Commissioner: No state inmates housed in county jails by this week
Published 8:27 pm Saturday, August 12, 2006
Prison Commissioner Richard Allen said Friday there would be no state inmates housed in county jails by this week.
Allen, who took over as commissioner in February, was in town to speak to Rotary Club about the state’s efforts to alleviate prison overcrowding and to present certificates of commendation from Gov. Bob Riley to two correctional officers.
Limestone Correctional Facility officers Darwin V. Halbrooks and Richard D. Stover earned the commendations for saving a couple and dog from a burning house in April on Nick Davis Road. Lightning had struck the house and Halbrooks and Stover saw the flames when they were driving to work and got the couple, their dog and several household items out before the roof collapsed.
The Alabama Department of Corrections has also nominated the two officers for the 2006 Public Safety Officer Medal of Valor, sponsored by the U.S. Department of Justice.
In a meeting with the News Courier before his Rotary speech, Allen mapped out DOC plans to fulfill the recommendations of the Governor’s Task Force on Prison Overcrowding. He said it’s a plan in which he believes so strongly that it persuaded him to come out of retirement to accept the governor’s offer to head the prison system.
Allen, a former assistant attorney general and a retired Army Reserves brigadier general, said his mandates from the governor when he took the post were to: ensure public safety and the safety of correctional officers and “free-world” people who work at the prisons; see that prisons are operated humanely, and seeing to education, job training and spiritual needs of inmates.
Allen said the state’s 21,000 inmates are housed in 29 facilities. He said 700 new inmates are entering the system each month with 581 exiting. Lack of bed space for the 119-inmate a month increase causes prisoner backup in county jails.
A year ago, Alabama’s prison system was the subject of four lawsuits, all of which have been settled, except one, and Allen said that concerns conditions at Julia Tutwiler Correctional Facility for Women in Wetumpka, which he said now is in the “monitoring phase” and soon to be settled. Some 300 Tutwiler inmates continue to be housed in Louisiana.
Under the governor’s plan, the DOC would alleviate overcrowding; hire 500 more correctional officers; repair, renovate or rebuild the system’s aging physical plants and deal with soaring health care costs.
“The main thing is money,” said Allen. “But the governor has promised that he will go to the Legislature for the money to attack the problems.”
Allen said the problems of the system have grown because it usually operates in a “crisis” funding mode.

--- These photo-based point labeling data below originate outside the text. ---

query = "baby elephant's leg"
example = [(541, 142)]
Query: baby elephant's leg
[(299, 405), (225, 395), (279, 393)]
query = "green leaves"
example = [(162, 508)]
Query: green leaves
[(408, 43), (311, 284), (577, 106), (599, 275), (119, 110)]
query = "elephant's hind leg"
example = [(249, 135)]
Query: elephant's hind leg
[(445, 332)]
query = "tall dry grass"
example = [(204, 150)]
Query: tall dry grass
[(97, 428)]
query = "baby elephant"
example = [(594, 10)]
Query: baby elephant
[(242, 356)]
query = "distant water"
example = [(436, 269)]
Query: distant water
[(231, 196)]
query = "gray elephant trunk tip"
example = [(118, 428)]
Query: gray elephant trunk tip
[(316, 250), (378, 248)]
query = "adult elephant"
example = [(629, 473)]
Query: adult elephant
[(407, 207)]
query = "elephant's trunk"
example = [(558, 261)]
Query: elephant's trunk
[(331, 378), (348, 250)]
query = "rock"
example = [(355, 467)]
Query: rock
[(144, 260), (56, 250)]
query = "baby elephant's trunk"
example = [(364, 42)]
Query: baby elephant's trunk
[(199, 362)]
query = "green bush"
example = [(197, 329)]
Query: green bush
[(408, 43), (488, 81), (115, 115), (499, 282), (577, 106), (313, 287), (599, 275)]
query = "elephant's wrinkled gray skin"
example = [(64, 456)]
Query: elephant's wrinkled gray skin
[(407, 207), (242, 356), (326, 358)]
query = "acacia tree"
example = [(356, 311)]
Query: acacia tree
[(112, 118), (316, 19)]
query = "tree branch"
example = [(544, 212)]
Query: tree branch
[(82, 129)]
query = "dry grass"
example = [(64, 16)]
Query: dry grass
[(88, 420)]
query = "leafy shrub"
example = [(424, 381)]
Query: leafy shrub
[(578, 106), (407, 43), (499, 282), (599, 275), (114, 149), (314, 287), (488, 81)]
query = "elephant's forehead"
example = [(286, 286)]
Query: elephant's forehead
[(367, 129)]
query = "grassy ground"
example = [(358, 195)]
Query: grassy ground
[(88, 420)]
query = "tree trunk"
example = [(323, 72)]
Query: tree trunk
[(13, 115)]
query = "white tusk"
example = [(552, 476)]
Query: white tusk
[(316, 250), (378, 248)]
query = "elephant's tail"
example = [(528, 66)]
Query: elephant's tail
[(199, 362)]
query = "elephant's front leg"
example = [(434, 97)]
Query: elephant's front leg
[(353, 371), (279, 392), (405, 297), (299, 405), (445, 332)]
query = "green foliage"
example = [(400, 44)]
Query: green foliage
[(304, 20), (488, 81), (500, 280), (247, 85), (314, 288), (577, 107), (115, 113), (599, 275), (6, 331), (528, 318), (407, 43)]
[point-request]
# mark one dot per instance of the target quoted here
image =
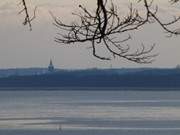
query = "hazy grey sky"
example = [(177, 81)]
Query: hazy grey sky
[(22, 48)]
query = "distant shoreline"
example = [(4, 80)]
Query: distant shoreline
[(89, 89)]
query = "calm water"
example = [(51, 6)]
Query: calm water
[(89, 113)]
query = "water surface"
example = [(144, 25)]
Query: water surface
[(89, 112)]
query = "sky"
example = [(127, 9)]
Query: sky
[(20, 47)]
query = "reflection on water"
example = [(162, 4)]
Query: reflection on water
[(111, 112)]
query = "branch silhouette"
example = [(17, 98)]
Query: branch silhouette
[(105, 27)]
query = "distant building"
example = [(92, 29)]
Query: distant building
[(51, 66), (178, 67)]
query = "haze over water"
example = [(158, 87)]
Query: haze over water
[(89, 112)]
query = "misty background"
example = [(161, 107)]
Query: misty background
[(20, 47)]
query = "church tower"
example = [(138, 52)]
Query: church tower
[(51, 66)]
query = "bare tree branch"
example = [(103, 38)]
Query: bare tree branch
[(105, 26), (27, 19)]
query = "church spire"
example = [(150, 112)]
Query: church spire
[(51, 66)]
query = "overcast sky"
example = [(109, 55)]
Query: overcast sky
[(21, 48)]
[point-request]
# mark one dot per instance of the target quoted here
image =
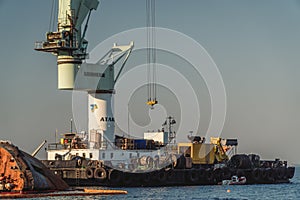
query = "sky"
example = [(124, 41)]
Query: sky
[(255, 45)]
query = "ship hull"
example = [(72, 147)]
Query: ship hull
[(101, 175)]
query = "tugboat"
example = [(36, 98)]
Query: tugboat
[(98, 157), (145, 162)]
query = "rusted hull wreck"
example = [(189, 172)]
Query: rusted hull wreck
[(20, 171)]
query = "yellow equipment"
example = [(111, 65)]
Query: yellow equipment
[(219, 149)]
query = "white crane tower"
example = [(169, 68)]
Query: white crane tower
[(69, 45)]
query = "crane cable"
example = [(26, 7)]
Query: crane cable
[(52, 16), (151, 53)]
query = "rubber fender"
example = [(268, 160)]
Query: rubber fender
[(89, 172), (270, 175), (161, 176), (115, 176), (127, 178), (218, 175), (256, 174), (209, 175), (226, 173), (290, 172), (100, 173), (192, 176), (201, 174)]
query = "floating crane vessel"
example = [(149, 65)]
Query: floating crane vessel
[(98, 157)]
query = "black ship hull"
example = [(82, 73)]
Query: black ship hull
[(95, 173)]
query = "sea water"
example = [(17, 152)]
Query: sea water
[(215, 192)]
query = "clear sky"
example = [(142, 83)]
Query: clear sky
[(254, 43)]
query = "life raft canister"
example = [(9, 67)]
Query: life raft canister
[(100, 173)]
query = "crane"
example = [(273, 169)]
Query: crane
[(151, 54), (69, 45)]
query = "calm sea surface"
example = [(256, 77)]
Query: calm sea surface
[(278, 191)]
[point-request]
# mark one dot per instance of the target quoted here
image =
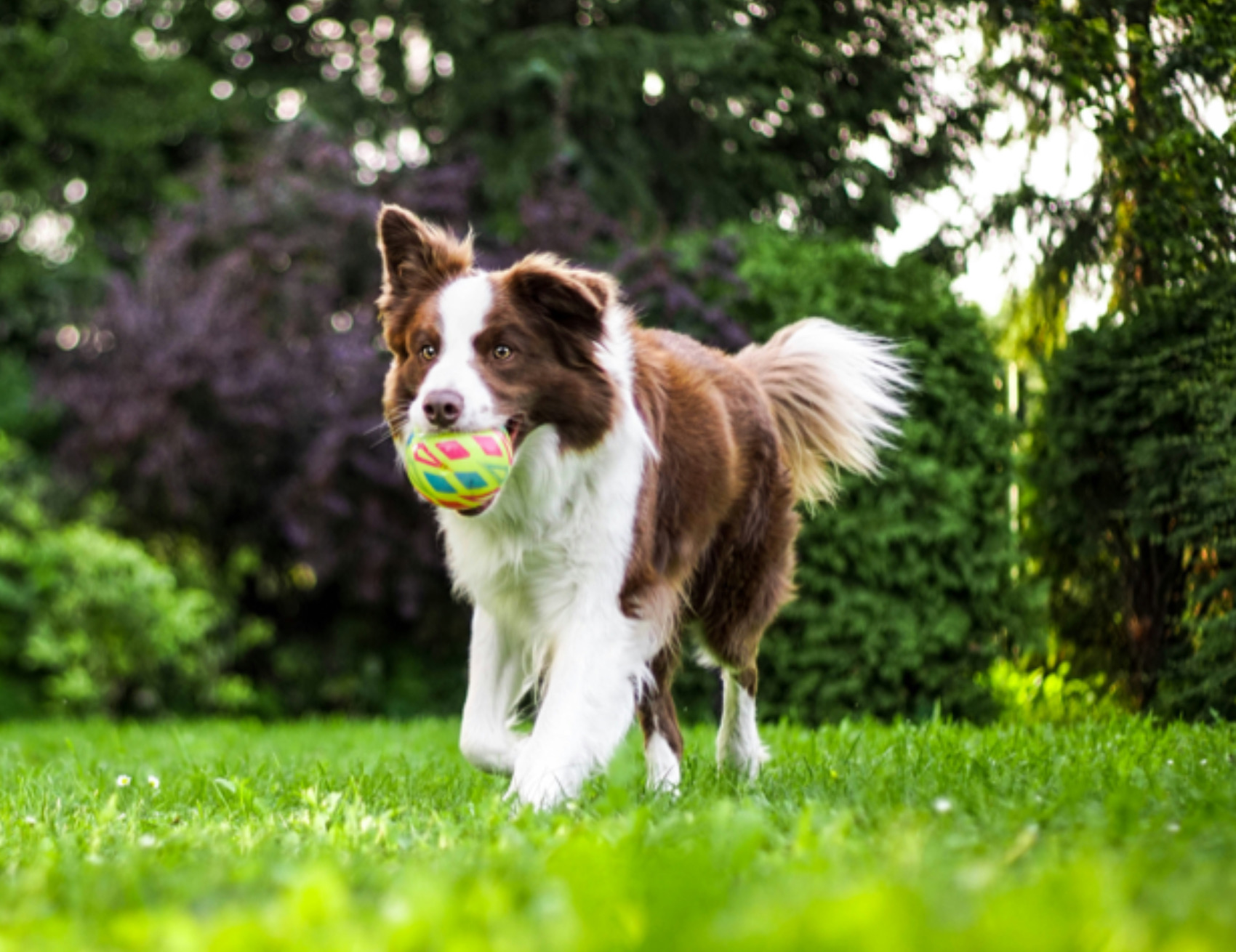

“When there’s an emergency, the Legislature will come through and give us funding,” according to Allen, who said health care appropriations have increased from $44 million up to $80 million over the last three years. He said $18 million to $21 million comes back into the system through the prison labor system, which includes work release, commissaries and getting a percentage of the income from inmate phone calls.
Currently, the system is converting a warehouse for 300 additional beds at Limestone Correctional Facility. Designed with a capacity of 874, Limestone now houses 2,115 inmates as of Friday, according to Warden Billy Mitchem.
The system is establishing community-based corrections, such as one that was recently approved for Limestone County. The community centers are now in 36 out of 67 counties and some are housed in such buildings as a converted canning factory and a gymnasium. Allen said the system is also banking on sentencing reform that allows for standardization throughout the state and a more flexibility.
Limestone County Sheriff Mike Blakely said he believes the centers are, at best, a stopgap measure.
“They can be a positive thing, but I think maybe they’re putting all their eggs in one basket,” said Blakely. “Because the rate of recidivism is so high, most of them will be back in the system, so [the centers] just give some breathing space.”
Blakely said the answer is building more prisons. He said the cost is high, but not as high as the cost to society if dangerous criminals are released.